One of the book’s most intriguing theories is that fetal imprinting, an evolutionary strategy to prepare children to cope with life, establishes a permanent set-point in a child's physiology. Baby's born to mothers highly anxious during pregnancy, whether from war, natural disasters, failed marriages, or other stressful life conditions, may thus be prone to mental illness and brain dysfunction later in life. Early traumatic events such as low oxygen at birth, painkillers and antidepressants administered to the mother during pregnancy, poor maternal nutrition, and a lack of parental affection in the first years of life may compound the effect.
In making the case for a brand-new, unified field theory of psychotherapy, Dr. Janov weaves together the evolutionary theories of Jean Baptiste Larmarck, the fetal development studies of Vivette Glover and K.J.S. Anand, and fascinating new research by the psychiatrist Elissa Epel suggesting that telomeres—a region of repetitive DNA critical in predicting life expectancy—may be significantly altered during pregnancy.

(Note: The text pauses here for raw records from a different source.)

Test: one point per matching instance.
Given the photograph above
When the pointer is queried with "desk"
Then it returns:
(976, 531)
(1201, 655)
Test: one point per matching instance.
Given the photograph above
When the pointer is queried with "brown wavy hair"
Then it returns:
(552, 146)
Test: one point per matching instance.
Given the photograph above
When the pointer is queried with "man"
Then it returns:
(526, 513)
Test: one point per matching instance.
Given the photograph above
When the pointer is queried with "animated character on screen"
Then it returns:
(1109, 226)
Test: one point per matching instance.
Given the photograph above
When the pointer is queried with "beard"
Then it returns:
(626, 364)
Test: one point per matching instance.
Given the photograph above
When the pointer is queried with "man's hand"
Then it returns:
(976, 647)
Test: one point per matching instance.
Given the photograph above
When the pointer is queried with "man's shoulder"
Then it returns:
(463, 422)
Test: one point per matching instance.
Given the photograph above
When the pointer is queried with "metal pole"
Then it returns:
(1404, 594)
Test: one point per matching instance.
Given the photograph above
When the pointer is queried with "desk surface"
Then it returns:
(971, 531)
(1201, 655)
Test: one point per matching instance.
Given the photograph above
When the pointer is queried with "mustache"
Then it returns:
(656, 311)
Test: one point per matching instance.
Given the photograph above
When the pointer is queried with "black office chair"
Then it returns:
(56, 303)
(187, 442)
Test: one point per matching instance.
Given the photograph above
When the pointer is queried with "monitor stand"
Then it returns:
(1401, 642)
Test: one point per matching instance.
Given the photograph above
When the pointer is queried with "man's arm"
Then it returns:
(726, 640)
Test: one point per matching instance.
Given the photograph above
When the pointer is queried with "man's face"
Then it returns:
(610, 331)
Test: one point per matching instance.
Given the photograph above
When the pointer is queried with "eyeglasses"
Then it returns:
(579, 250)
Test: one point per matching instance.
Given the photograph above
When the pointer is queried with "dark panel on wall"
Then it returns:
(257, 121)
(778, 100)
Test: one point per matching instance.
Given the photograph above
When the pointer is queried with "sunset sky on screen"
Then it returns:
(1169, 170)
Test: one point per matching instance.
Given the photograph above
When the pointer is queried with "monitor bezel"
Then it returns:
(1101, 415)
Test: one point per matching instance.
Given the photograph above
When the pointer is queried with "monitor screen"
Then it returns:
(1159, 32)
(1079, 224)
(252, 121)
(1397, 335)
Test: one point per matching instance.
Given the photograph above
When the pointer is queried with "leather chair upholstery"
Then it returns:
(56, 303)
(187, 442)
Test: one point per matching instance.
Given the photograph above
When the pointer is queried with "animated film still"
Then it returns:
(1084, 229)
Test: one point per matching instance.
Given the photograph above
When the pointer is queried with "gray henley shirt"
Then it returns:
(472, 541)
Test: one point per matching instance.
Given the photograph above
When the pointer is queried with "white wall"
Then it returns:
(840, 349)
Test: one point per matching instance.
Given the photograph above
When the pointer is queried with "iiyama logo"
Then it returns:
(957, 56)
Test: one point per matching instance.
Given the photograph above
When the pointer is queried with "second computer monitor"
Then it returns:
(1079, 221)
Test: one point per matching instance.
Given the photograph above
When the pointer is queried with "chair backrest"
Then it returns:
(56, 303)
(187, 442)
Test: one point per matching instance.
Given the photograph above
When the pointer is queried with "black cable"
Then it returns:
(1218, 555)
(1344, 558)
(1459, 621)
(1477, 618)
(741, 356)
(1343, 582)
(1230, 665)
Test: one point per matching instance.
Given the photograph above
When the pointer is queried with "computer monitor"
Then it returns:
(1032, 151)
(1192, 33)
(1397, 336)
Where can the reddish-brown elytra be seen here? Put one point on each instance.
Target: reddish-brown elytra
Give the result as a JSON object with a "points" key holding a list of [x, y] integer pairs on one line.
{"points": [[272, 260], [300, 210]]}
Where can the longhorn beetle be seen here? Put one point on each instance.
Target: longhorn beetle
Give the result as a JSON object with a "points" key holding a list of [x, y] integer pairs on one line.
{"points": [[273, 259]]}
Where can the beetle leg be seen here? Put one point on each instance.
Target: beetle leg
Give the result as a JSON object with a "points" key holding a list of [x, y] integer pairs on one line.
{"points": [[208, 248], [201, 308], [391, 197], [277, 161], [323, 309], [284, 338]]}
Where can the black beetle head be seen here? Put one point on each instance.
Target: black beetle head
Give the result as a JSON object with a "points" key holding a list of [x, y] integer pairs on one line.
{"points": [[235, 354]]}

After explaining how hormonal and neurologic processes in the womb provide a blueprint for later mental illness and disease, Dr. Janov charts a revolutionary new course for psychotherapy. He provides a sharp critique of cognitive behavioral therapy, psychoanalysis, and other popular “talk therapy” models for treating addiction and mental illness, which he argues do not reach the limbic system and brainstem, where the effects of early trauma are registered in the nervous system.
“Life Before Birth: The Hidden Script that Rules Our Lives” is scheduled to be published by NTI Upstream in October 2011, and has tremendous implications for the future of modern psychology, pediatrics, pregnancy, and women’s health.